日本の若年女性における子宮頸部病変進展に対するHPVワクチン接種の予防効果
秋田県におけるHPVワクチンの効果に関する情報
ワクチンを接種した若年女性での細胞診異常、前がん病変が減少
- 2014年1月から2016年10月までに秋田県で子宮頸がん検診を受けた2425人を対象として、20-24歳の若年女性の子宮頸がん検診における細胞診の結果についてHPVワクチンを接種した群と接種していない群に分けて検討した。

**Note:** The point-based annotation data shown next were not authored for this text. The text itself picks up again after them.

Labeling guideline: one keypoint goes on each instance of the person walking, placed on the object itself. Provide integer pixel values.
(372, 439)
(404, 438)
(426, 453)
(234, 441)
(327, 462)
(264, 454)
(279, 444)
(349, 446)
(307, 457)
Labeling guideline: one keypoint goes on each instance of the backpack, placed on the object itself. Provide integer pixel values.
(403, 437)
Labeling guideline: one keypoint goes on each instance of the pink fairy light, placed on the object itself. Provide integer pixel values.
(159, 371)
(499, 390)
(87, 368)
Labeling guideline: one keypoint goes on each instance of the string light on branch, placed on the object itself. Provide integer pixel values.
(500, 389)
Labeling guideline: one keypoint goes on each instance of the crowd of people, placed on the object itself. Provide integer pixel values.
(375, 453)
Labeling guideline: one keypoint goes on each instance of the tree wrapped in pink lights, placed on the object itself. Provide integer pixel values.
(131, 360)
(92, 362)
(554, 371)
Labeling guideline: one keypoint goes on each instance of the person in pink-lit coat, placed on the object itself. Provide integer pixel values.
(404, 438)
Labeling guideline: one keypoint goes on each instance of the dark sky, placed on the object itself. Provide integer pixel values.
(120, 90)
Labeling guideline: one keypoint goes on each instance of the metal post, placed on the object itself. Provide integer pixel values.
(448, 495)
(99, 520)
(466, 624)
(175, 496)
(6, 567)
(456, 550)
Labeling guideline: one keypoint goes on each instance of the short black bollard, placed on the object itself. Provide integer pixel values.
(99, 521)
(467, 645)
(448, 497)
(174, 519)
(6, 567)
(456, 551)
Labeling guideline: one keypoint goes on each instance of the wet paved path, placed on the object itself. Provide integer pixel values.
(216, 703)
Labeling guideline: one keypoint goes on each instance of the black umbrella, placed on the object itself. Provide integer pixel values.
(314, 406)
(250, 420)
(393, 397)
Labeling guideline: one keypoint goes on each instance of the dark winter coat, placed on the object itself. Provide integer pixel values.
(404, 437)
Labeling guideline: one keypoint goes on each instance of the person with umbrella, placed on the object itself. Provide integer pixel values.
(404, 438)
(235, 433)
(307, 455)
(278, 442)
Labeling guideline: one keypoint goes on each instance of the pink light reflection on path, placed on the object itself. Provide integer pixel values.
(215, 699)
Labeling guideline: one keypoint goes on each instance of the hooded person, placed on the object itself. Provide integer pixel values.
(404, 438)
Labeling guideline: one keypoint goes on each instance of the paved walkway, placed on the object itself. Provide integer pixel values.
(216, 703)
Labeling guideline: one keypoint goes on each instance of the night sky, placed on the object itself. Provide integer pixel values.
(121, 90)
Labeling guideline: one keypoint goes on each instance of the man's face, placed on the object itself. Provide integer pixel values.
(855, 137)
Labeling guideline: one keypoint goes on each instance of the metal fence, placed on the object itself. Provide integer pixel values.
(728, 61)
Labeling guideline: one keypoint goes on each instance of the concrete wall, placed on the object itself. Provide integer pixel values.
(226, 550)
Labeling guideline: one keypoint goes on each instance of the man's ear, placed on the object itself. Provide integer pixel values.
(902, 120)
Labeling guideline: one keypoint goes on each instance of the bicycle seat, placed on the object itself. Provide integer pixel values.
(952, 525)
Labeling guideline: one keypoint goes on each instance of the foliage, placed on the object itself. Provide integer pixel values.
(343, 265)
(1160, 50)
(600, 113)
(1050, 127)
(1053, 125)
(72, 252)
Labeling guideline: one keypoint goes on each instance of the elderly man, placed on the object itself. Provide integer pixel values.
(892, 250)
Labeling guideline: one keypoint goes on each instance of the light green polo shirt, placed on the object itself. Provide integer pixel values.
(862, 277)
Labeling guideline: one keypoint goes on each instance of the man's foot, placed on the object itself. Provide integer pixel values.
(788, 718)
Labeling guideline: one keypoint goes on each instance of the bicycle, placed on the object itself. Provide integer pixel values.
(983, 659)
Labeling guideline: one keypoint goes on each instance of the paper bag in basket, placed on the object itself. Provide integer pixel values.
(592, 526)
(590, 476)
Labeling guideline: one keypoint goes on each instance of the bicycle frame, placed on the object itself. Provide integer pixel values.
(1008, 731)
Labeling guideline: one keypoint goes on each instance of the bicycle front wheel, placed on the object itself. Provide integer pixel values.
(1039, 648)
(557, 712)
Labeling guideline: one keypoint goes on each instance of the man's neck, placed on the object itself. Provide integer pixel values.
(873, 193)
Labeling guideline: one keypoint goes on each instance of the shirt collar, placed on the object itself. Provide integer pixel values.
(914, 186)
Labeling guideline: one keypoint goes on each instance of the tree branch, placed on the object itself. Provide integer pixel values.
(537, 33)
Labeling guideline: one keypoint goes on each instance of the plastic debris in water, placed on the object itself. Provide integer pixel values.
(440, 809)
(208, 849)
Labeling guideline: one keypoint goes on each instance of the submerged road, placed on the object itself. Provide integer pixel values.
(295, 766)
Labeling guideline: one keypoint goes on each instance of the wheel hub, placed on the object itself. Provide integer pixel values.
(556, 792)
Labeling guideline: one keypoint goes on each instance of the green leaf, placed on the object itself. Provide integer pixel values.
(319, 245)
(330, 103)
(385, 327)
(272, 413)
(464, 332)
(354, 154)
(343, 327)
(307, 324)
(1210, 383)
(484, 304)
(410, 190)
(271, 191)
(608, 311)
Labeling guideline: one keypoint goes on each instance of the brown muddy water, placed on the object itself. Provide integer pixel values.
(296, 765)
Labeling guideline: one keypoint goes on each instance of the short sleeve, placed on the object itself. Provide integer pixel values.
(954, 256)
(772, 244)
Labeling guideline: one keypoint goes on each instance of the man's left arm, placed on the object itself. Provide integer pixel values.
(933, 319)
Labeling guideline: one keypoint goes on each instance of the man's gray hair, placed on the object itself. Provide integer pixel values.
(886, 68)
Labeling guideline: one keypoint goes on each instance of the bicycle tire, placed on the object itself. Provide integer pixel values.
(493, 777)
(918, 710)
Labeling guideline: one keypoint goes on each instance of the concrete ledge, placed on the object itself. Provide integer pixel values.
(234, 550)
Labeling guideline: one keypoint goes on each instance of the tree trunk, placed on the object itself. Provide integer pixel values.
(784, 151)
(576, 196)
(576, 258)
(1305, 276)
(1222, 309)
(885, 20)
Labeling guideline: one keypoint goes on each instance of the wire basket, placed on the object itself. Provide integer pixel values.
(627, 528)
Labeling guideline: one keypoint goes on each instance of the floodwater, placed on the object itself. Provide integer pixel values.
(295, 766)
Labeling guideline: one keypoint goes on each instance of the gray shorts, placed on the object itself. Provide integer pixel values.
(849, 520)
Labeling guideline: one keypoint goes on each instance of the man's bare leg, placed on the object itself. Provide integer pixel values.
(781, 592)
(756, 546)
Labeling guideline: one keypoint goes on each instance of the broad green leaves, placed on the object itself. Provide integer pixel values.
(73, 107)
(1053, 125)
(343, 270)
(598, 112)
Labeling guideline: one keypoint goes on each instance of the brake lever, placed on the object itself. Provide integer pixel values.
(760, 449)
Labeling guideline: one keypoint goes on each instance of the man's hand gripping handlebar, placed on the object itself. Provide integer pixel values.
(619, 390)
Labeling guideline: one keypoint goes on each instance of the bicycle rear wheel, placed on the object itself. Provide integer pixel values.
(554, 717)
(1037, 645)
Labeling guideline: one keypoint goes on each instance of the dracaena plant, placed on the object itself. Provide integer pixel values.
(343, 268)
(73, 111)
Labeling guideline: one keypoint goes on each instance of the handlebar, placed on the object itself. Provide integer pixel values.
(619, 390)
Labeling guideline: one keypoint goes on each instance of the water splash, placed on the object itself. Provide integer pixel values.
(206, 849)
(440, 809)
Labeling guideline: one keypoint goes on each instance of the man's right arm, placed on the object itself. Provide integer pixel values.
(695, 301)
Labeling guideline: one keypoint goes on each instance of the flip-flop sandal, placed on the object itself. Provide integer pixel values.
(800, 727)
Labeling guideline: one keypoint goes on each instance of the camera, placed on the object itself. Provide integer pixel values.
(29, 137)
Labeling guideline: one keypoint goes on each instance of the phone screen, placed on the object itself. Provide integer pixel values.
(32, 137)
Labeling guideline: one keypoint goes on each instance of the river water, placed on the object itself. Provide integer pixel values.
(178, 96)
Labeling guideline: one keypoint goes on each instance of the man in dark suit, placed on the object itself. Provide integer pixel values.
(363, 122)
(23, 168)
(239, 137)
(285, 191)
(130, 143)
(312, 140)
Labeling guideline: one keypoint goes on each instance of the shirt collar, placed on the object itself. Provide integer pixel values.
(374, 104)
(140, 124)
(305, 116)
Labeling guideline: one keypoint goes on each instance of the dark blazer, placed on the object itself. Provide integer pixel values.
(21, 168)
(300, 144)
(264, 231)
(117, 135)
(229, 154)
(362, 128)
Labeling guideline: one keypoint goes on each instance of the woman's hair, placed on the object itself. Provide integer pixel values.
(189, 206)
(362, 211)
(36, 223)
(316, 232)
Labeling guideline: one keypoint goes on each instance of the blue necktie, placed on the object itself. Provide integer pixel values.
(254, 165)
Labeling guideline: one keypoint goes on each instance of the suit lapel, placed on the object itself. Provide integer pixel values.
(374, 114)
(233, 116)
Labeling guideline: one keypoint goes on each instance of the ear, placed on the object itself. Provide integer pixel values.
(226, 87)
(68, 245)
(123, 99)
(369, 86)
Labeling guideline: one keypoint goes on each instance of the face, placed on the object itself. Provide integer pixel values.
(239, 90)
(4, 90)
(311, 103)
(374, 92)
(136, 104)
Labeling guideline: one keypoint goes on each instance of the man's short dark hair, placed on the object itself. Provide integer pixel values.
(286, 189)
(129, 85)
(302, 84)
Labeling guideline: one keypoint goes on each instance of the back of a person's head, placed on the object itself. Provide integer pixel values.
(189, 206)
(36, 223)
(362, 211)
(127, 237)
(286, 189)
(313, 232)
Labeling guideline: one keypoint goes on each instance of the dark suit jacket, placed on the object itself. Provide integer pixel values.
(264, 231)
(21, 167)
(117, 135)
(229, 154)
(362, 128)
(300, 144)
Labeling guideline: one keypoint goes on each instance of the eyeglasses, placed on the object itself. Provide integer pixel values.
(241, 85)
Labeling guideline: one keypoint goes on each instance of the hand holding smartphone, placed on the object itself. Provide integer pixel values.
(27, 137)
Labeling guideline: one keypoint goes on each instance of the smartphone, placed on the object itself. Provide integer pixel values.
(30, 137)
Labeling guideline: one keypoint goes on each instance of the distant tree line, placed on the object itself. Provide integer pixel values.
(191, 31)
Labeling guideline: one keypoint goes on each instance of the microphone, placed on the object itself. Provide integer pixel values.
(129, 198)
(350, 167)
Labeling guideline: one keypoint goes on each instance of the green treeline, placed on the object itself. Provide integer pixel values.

- HPVワクチン接種群ではHPV感染が疑われるごく軽度の細胞の異常(ACC-US)かそれ以上の異常が認められたのは413人中の1人(0.242%)のみで、接種していない群では2012人中41人(2.04%)であった。子宮頸部細胞診で異常と判定される率は、接種群で非接種群より88.1%減少していた
- クチン接種後4-5年が経過した20-24歳の若年女性では、子宮頸部細胞診での異常と判定される割合が著しく減少していた。
ポイント
- HPVの持続感染は子宮頸がんと子宮頸がんの前がん病変を引き起こす可能性がある.HPVワクチンの接種による予防が可能であり、現在100以上の国でワクチンの入手が可能で、68の国で公的なHPVワクチン接種プログラムが存在する。しかし、日本では2010年11月に公費助成によるワクチン接種プログラムが開始され2013年4月には12-16歳の女子を対象に定期接種が開始されたが、慢性疼痛などの副反応問題で厚生労働省が接種勧奨を2013年6月に取り下げており、以後の接種率は低いのが現状である.
- この研究では、2425人の対象者のうち、17%の413人がHPVワクチン接種を受けており、この群では1人が軽度の異常を認めるのみであった(追跡調査で正常化を確認)。一方、非接種者では2012人中の41人に細胞診の異常が認められた。また高度の前がん病変が疑われる細胞診異常はワクチン接種群では0人だったが、非接種群では5人(0.249%)であった。非接種者で検診時に細胞診の異常があり、その後精密検査を受けた25人中18人が軽度~中等度異形成(前がん病変)と診断された。
- アメリカやオーストラリアの研究でHPVワクチン接種によりHPVの感染率が減少することが報告されており、WHOのワクチンに関する国際諮問委員会では日本の現状について、若年女性が予防可能であるHPV関連疾患に脆弱な環境下にあると述べている。
- HPVワクチンの接種の有無により、若い女性に前がん病変を発症する格差が生じることが、今後国内の様々な調査から示されるであろう。